Charlot ne disait rien. Il avait bien reconnu l'endroit, et il regardait attentivement autour de lui comme pour graver tout ce qu'il voyait dans sa mémoire. Il avait un petit air raisonnable et réfléchi qui ne lui était pas habituel.

Que de temps il fallut pour retourner jusqu'à la maison! Que de fois les enfants s'assirent, tantôt sur un banc, lorsqu'ils en trouvaient, tantôt sur une marche dans une rue tranquille. Que de fois Petite mère pensa: Si j'avais seulement une goutte d'eau, j'ai si soif! Que de fois aussi elle s'appuya au mur pour ne pas tomber!… Elle était courageuse, la pauvre petite, dès que l'insupportable douleur qu'elle avait à la tête se calmait un peu elle rassemblait ses forces et se remettait à marcher. Arrivée dans sa chambre elle ne put pas se déshabiller et s'étendit sur le lit. Là elle se sentit un peu mieux.
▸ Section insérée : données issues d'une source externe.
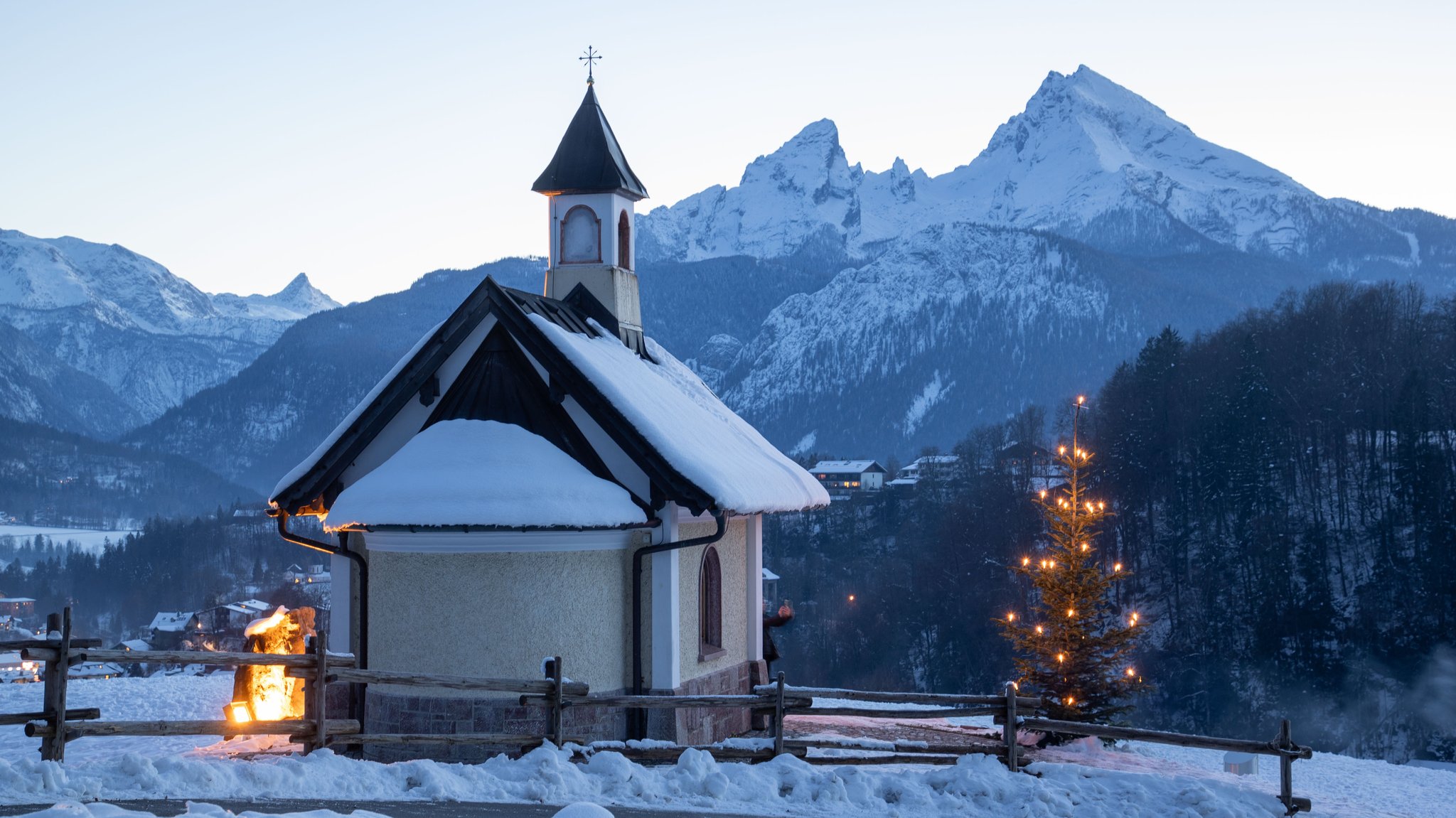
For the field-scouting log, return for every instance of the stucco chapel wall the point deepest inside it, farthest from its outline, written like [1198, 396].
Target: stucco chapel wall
[497, 615]
[733, 561]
C'était un si grand soulagement d'être à la maison et de pouvoir se tenir tranquille! mais dès qu'elle faisait un mouvement il lui semblait que sa tête allait se fendre.

— Petite mère, dit Charlot au bout d'un moment, lève-toi, allons manger la soupe, j'ai faim.

— Vas-y seul, mon chéri; je voudrais tant dormir un peu.

— Non, il faut que tu viennes avec moi, répondit le petit garçon. Allons, lève-toi, tu es assez reposée maintenant.

Elle essaya de se lever, mais lorsqu'elle eut mis les pieds par terre, tout tournait autour d'elle.

— Je ne peux pas, Charlot, laisse-moi me recoucher. Je ne peux pas me tenir debout.

— Je veux que tu viennes, répéta le petit entêté.

Il la tira par le bras et Petite mère, qui n'avait pas la force de résister, tomba sur le plancher où elle resta sans mouvement.

Charlot l'appela, la tira, la secoua. Quand il vit qu'elle ne répondait pas, qu'elle ne remuait pas, qu'elle était toute froide, il prit peur et descendit l'escalier en poussant des cris.